VMware NSX

Expand all | Collapse all

Wrong BGP next hop programming

  • 1.  Wrong BGP next hop programming

    Posted Dec 02, 2017 04:35 PM

    Hi,

    Please consider below topology:

    DLR1(AS65001)             --->           ESG1(AS65001)        ------------------------------> Physical Router(AS65002)

    192.168.1.1/30                    192.168.1.2/30                      192.168.100.3/24            192.168.100.1/24

    - Static route 172.16.0.0/19 is configured on DLR1 and redistributed via BGP to ESG1

    - ESG1 advertises stiatic route 172.16.0.0/29 to Physical Router

    - static route 172.16.0.0/19 is advertised from ESG1 to Physical router with 192.168.1.1 as Next Hop which is wrong and Physical router didn't install the static route

    I believe the Next Hop attribute programming is incorrect when ESG1 advertise the route to physical router, NEXT Hop must be 192.168.100.3 instead of physical Router IP address (ie 192.168.1.1)

    Please find attached output from ESG, the output includes:

    - Routes advertised to Physical router 192.168.100.1

    - Routes received from DLR1 : 192.168.1.1

    - directly connected routes on ESG1

    Best Regards

    Abdelfatah ELARFAOUI



  • 2.  RE: Wrong BGP next hop programming

    Posted Dec 02, 2017 04:40 PM

    to reproduce the issue please consider the order of vaporization as below:

    - Creates static route then redistribute the static route

    or

    - Activate the redistribution and check static route/connected then create static route then clear bgp peer with the physical router



  • 3.  RE: Wrong BGP next hop programming

    Posted Dec 02, 2017 04:57 PM

    Sorry for typo:

    Correct description:

    - Static route 172.16.0.0/19 is configured on DLR1 and redistributed via BGP to ESG1

    - ESG1 advertises stiatic route 172.16.0.0/29 to Physical Router

    - static route 172.16.0.0/19 is advertised from ESG1 to Physical router with 192.168.100.1 as Next Hop which is wrong and Physical router didn't install the static route

    I believe the Next Hop attribute programming is incorrect when ESG1 advertise the route to physical router, NEXT Hop must be 192.168.100.3 instead of physical Router IP address (ie 192.168.100.1)

    Please find attached output from ESG, the output includes:

    - Routes advertised to Physical router 192.168.100.1

    - Routes received from DLR1 : 192.168.1.1

    - directly connected routes on ESG1



  • 4.  RE: Wrong BGP next hop programming

    Posted Dec 03, 2017 11:07 AM

    I couldn't find the attachment on this reply



  • 5.  RE: Wrong BGP next hop programming

    Posted Dec 02, 2017 05:06 PM

    If I remove static route then recreate it, the NEXT HOP programming is correct and route is advertised to Physical Router with ESG1 IP address 192.168.100.3 Thus Route is installed on Physical router.
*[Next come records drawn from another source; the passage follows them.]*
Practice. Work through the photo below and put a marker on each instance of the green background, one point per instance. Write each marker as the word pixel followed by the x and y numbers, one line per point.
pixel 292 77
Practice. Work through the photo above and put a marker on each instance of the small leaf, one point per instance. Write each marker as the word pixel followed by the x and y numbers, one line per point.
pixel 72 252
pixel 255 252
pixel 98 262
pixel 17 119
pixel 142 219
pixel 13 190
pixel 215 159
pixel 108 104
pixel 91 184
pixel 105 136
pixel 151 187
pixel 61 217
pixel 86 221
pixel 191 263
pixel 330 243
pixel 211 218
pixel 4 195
Please check attached output from ESG1

    Once the clear bgp session with physical router, ESG1 will advertise the static route with 192.168.100.1 as NEXT HOP which is wrong



  • 6.  RE: Wrong BGP next hop programming

    Posted Dec 03, 2017 09:02 AM

    There is probably a routing loop where the physical router advertise back the static route to the ESG or static route with that next hop.

    Could you share your static routes and the route filtering configuration?



  • 7.  RE: Wrong BGP next hop programming

    Posted Dec 03, 2017 10:55 AM

    There is no loop my friend, the topology is really a Flat topology!!

    I have included the procedure to reproduce this strange behavior which is not aligned with BGP RFC

    Best Regards

    Abdelfatah ELARFAOUI

    IP/MPLS Expert | CCIE R&S

    https://www.linkedin.com/in/elarfaouiabdelfatah/



  • 8.  RE: Wrong BGP next hop programming

    Posted Dec 03, 2017 08:53 AM

    Hi, BGP next hop is not changed on iBGP sessions.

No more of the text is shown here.